The books range in length from 16 pages, for her Bruce Nauman and John Chamberlain show (it featured only three works) in 2006, to more than 250 pages, for her 2005 exhibition “Looking at Words,” which had work from 385 artists who make text-based art.
“It was way more ambitious than I anticipated,” Rosen said, laughing, “but it was also incredibly worthwhile because it took me down a path of reconciling many aspects of my history.”
She is releasing the series in a very limited edition—meaning that a large percentage will probably be given to friends of the gallery. The individual books are fairly small, about 5 by 6¼ inches, and linen bound. Each includes only texts and photos written or shot at the time of the show. “They’re books that should probably exist anyway,” Rosen said. (She’s thinking about publishing a few in larger quantities.)
It is, to say the least, something of a peculiar approach to looking at the history of a gallery. “I’m really interested in how we expand our perception of something,” Rosen said. “So if I’m going to look at my history I want it to be in a way of—how do you use it as an opportunity for potentially a deeper understanding?”

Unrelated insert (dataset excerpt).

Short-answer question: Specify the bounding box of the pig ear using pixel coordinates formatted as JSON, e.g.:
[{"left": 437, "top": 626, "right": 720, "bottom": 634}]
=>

One might also take it as an opportunity to remember the long odds faced by so-called mid-tier galleries, the dealers who operate below the bluest-chip tier of the international art market. Nowadays, collectors flock to hot upstarts and Gagosian-grade investments. The zone in between is tricky. It is exceedingly rare for those galleries to remain in business for 25 years, as bigger galleries lure away artists and revenue.
Over the years, some artists have left Rosen’s gallery (Wolfgang Tillmans most recently), but others have arrived (Lizzie Fitch and Ryan Trecartin, Josephine Meckseper), and Rosen has endured. She has focused on her presence in New York instead of pursuing the grand international expansion plans of some of her peers, like Iwan Wirth or David Zwirner. In 2012 she embarked on her first-ever expansion, opening a modestly sized space for her Gallery 2 program further down West 24th Street, just a few feet from the gallery she moved into in 1998. (Her final show in SoHo, as it happens, also involved an unusual form of documentation—Julia Scher set up surveillance cameras in the soon-to-be-opened Chelsea space as it was under construction and incorporated the footage into her exhibition.)
Asked if she is going to do a 25-year anniversary show, Rosen deadpanned, “No, there isn’t an exhibition. There will be a party.”